When reviewing the source of any view in Spree you’ll notice that all text is rendered by passing a string to a helper method similar to:

<%= Spree.t(:price) %>

The Spree.t() helper method looks up the currently configured locale and retrieves the translated value from the relevant locale YAML file. Assuming a default locale, this translation would be fetched from the en translations collated from the application, spree_i18n and rails-i18n. Its relative key within those translation files would need to be this:

en:
  spree:
    price: Price

The Default Locale

Since Spree is basically a Rails application it has the same default locale as any Rails application. The default locale is en which use the English language. We can verify this in the rails console

>> I18n.locale
=> :en

You can also see in the console how the default locale values are translated into English

>> Spree.t(:action)
=> Action

Deploying the Translations

The spree_i18n gem is configured in the same manner as any Rubygem in a Rails application. Simply add it to the Gemfile. using the git url.

gem 'spree_i18n', :github => 'spree/spree_i18n'

Setting the Default Locale

The default locale for Rails, and therefore Spree, is en. This can be changed by setting config.i18n.default_locale in config/application.rb. This setting is ignored unless the relevant translation file are within #{Rails.root}/config/locales or the spree_i18n gem.

Setting the Default Currency

This functionality was new in Spree 1.2. Please refer to the appropriate guide if you are using an older version.

In earlier versions of Spree, we used number_to_currency to display prices for products. This caused a problem when somebody selected a different I18n locale, as the prices would be displayed in their currency: 20 Japanese Yen, rather than 20 American Dollars, for instance.

To fix this problem, we’re now parsing the prices through the Money gem which will display prices consistently across all I18n locales. To now change the currency for your site, go to Admin, then Configuration, then General Settings. Changing the currency will only change the currency symbol across all prices of your store.

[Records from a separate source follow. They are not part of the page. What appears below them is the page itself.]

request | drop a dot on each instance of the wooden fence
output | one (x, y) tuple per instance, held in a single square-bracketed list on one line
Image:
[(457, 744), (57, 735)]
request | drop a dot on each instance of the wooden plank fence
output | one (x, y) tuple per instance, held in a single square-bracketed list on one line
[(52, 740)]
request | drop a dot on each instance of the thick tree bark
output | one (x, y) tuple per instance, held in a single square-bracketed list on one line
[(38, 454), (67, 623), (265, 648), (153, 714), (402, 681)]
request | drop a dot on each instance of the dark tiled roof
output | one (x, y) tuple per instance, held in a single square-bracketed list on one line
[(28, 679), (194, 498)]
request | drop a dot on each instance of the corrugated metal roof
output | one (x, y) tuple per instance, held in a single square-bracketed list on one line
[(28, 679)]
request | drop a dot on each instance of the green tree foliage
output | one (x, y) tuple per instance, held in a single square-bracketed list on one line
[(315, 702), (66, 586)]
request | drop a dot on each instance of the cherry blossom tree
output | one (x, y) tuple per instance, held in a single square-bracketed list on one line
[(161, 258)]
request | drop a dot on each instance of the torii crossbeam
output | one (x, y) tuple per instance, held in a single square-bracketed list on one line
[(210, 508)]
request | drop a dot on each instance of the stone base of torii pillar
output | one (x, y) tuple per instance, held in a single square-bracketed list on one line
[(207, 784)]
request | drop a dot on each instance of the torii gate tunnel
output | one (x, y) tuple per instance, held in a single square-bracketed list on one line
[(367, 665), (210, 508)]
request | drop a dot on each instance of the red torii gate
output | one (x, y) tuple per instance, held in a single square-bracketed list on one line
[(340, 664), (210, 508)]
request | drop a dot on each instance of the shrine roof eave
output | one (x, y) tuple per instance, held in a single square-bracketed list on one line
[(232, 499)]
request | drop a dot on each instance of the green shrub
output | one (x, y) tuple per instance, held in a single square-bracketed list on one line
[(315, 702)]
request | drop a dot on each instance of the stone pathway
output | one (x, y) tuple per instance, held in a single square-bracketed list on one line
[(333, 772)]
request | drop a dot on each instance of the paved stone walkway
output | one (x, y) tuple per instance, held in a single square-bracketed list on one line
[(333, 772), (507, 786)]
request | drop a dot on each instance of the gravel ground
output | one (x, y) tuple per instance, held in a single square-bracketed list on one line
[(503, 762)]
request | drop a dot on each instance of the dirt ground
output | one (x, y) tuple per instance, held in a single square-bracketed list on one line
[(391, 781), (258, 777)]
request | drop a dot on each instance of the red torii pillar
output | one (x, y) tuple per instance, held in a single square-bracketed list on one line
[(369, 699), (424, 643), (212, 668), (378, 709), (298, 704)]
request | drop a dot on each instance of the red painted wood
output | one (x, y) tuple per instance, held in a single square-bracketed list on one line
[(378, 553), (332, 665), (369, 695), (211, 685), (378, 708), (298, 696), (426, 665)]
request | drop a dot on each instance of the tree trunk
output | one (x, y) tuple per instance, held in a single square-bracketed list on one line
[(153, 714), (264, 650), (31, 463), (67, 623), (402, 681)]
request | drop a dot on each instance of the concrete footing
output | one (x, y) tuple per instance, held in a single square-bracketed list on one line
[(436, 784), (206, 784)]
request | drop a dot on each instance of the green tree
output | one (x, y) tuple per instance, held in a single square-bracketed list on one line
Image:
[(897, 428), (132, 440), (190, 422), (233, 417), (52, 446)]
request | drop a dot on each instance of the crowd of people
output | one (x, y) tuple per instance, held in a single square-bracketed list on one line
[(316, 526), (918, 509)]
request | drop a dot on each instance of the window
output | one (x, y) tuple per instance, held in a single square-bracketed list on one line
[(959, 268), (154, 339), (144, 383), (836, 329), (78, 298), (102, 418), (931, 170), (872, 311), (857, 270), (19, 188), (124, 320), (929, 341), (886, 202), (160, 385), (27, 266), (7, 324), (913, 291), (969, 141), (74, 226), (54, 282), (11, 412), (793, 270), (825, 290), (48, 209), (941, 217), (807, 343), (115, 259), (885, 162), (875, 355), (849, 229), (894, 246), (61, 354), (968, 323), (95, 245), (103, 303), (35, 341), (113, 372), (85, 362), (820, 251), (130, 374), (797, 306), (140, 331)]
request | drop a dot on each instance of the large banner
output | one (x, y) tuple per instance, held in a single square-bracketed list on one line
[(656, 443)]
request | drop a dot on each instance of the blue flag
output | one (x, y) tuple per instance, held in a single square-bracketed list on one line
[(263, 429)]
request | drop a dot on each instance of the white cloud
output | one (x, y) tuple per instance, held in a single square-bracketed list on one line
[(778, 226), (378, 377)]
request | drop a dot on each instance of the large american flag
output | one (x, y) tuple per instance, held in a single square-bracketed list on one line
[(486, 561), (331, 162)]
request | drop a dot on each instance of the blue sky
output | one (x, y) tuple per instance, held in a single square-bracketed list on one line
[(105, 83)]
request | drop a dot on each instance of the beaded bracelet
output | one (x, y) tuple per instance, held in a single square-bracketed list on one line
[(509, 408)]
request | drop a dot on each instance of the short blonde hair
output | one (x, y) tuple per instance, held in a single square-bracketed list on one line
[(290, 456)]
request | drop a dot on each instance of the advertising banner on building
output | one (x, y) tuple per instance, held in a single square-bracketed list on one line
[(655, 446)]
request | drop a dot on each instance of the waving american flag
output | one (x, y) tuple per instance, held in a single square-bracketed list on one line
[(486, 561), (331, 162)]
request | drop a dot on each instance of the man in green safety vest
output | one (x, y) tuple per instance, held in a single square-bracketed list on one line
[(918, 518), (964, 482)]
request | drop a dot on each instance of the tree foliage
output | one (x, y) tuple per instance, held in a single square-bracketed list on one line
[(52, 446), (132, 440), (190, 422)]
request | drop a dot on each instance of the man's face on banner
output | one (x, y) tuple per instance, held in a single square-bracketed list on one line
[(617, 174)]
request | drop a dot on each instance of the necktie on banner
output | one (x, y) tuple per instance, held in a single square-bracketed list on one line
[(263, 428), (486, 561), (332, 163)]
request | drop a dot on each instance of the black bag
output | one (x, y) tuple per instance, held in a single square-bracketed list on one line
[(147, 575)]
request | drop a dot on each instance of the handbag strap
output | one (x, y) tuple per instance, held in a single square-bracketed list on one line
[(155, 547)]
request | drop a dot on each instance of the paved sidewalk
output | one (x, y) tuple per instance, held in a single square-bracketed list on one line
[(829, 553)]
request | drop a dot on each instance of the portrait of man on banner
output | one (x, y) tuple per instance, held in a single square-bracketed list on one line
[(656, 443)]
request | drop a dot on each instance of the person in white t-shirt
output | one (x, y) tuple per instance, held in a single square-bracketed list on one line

There are three configuration options for currency:

  • Spree::Config[:currency]: 3-letter currency code representing the current currency.
  • Spree::Config[:currency_symbol_position]: Whether to include the symbol before or after the monetary amount.
  • Spree::Config[:display_currency]: Whether or not to display the currency with prices.

Localizing Seed Data

Spree use Carmen to seed the Country and State data. You can localize the seed data by adding Carmen configuration to your seeds.rb. See example below:

# add Carmen counfiguration with the following 2 lines
require 'carmen'
Carmen.i18n_backend.locale = :ja

Spree::Core::Engine.load_seed if defined?(Spree::Core)
Spree::Auth::Engine.load_seed if defined?(Spree::Auth)

Creating and Modifying Locales

While we have used LocaleApp in the past to manage the translations for the spree_i18n project, Localeapp does not have support for different branches within the same project. As such, please submit Pull Requests or issues directly to https://github.com/spree/spree_i18n for missing translations.

Localizing Extensions

Spree extensions can contain their own config/locales directory where developers can include YAML files for each language they wish to support.

We strongly urge all extension developers to ensure all customer facing text is rendered via the Spree.t() helper method even if they only include a single default language locale file (as other users can simply include the required YAML file and translations in their site extension).

Since Spree extensions are equivalent to Rails Engines they can provide localization information automatically (just like a standalone Rails application.)